O domínio de cena que Stanley Kubrick exerce em “De Olhos Bem Fechados” é um exercício visual que se relaciona perfeitamente com a narrativa, de certa forma; uma história sobre as aparências da instituição do casamento, e uma subversão completa dessas aparências, e do próprio casamento em si.

Esse exercício de subversão é alicerçado nos principais “Não-ditos” dos relacionamentos; o sexo e o desejo.
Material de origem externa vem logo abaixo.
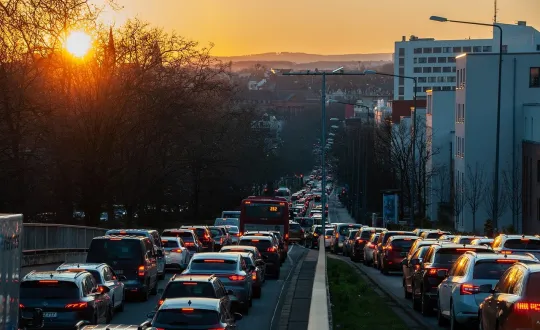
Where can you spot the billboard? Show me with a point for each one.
(390, 208)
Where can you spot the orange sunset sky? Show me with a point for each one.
(241, 27)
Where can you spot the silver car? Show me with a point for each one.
(231, 269)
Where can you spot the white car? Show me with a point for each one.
(104, 275)
(459, 293)
(176, 255)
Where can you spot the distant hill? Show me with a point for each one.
(308, 58)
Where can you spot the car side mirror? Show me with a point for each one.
(442, 273)
(486, 288)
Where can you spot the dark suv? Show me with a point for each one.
(269, 251)
(131, 256)
(65, 298)
(198, 286)
(432, 270)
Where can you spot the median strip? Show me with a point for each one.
(355, 304)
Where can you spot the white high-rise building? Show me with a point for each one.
(433, 62)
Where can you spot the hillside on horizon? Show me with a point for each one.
(308, 58)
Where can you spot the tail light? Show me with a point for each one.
(237, 278)
(524, 307)
(141, 271)
(465, 289)
(76, 306)
(433, 271)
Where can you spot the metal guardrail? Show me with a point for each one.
(43, 238)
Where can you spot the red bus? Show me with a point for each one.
(265, 213)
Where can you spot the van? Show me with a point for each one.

O filme trabalha o sexo dentro desse caráter de tabu, quando não está relacionado a uma tragédia propriamente dita, esse está objetiva ou subjetivamente relacionado a alguma obscuridade, mistério – o culto e as máscaras são sintomáticas nesse sentido

A obra reproduz uma certa aversão ao sexo, enquanto simultaneamente não consegue negar o caráter fundamental que este tem nos relacionamentos humanos. Nas poucas cenas de intimidade entre o casal protagonista, interpretados por Tom Cruise e Nicole Kidman é perceptível um certo distanciamento, por um lado uma naturalização realista e uma insensibilidade perceptível da parte de algum dos dois no momento. Já as cenas de sexo no culto com as máscaras tem uma abordagem bem direta, são animalizadas, não só por causa das máscaras, mas pela câmera indiferente de Kubrick.

A cena da suposta traição da esposa é filmada com uma sensualidade latente, o corpo e as expressões de êxtase de Kidman martelam a mente de seu marido, enquanto este demonstra uma incapacidade de concretizar qualquer ato de infidelidade, ainda que tente ele se vê paralisado em tais momentos.

O filme não atribui ao desejo nem ao sexo um caráter específico positivo ou negativo, este é na verdade maleável, a zona cinza de todo relacionamento. Kubrick faz com que esses conceitos sejam mistérios, podendo-se atribuir a estes múltiplos significados, da ruína de um casamento ao ápice de sua ternura, e assim esses conceitos são submissas as vontades humanas bem intencionadas ou degeneradas, sendo assim essencialmente um mistério humano.